The SPA later called on protesters to march on the Nile-side presidential palace in Khartoum, an escalation that could lead to clashes with security forces there.

Gen. Mohamed Hamdan Dagalo, deputy head of the military council, said the generals want to reach an "urgent and comprehensive agreement with no exclusion."

"We in the military council are totally neutral. We are the guardians of the revolution. We do not want to be part of the dispute," he told a gathering of army supporters.

He said three troops from the paramilitary Rapid Support Forces were wounded during the protests in Khartoum. Dagalo, better known as Hemedti, is the leader of the Rapid Support Forces.

"Our mission is to protect people and any peaceful revolution," he said.

The previous day, the military council said it did not oppose the demonstrations but warned protest leaders that they would be held responsible for any vandalism or violence during the marches.

The African Union and Ethiopia have meanwhile stepped up their efforts to mediate an end to the crisis and reach a deal over setting up a new transitional government.

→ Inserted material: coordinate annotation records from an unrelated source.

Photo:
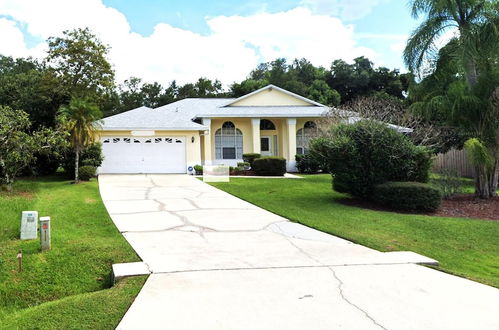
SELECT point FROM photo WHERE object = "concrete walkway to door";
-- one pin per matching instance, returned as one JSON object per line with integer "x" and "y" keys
{"x": 218, "y": 262}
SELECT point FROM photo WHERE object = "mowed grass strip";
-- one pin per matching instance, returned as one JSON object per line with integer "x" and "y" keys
{"x": 85, "y": 243}
{"x": 465, "y": 247}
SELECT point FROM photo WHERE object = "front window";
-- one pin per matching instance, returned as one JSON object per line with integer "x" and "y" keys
{"x": 228, "y": 142}
{"x": 304, "y": 135}
{"x": 266, "y": 125}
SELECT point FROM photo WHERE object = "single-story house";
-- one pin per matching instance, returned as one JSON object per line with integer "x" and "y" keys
{"x": 205, "y": 131}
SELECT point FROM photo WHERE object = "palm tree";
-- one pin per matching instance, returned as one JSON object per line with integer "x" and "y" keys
{"x": 81, "y": 119}
{"x": 465, "y": 75}
{"x": 469, "y": 18}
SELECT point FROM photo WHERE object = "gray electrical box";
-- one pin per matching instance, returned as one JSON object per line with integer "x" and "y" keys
{"x": 45, "y": 233}
{"x": 29, "y": 225}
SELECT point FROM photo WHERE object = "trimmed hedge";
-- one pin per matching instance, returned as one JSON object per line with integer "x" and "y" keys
{"x": 367, "y": 153}
{"x": 409, "y": 196}
{"x": 198, "y": 169}
{"x": 271, "y": 166}
{"x": 86, "y": 172}
{"x": 307, "y": 164}
{"x": 250, "y": 158}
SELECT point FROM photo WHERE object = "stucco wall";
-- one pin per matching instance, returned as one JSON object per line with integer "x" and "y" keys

Earlier this week the AU and Ethiopia extended a joint proposal. The generals and the protesters voiced their approval but did not immediately restart negotiations.

The military council said Friday it was ready to resume "immediate, serious and honest" talks to end the political stalemate.

However, the Forces for Declaration of Freedom and Change, which represents the protesters, said talks could only begin once the military had officially ratified the AU-Ethiopian proposal. Al-Mustafa said talks would start again "directly after the military council signs the proposal."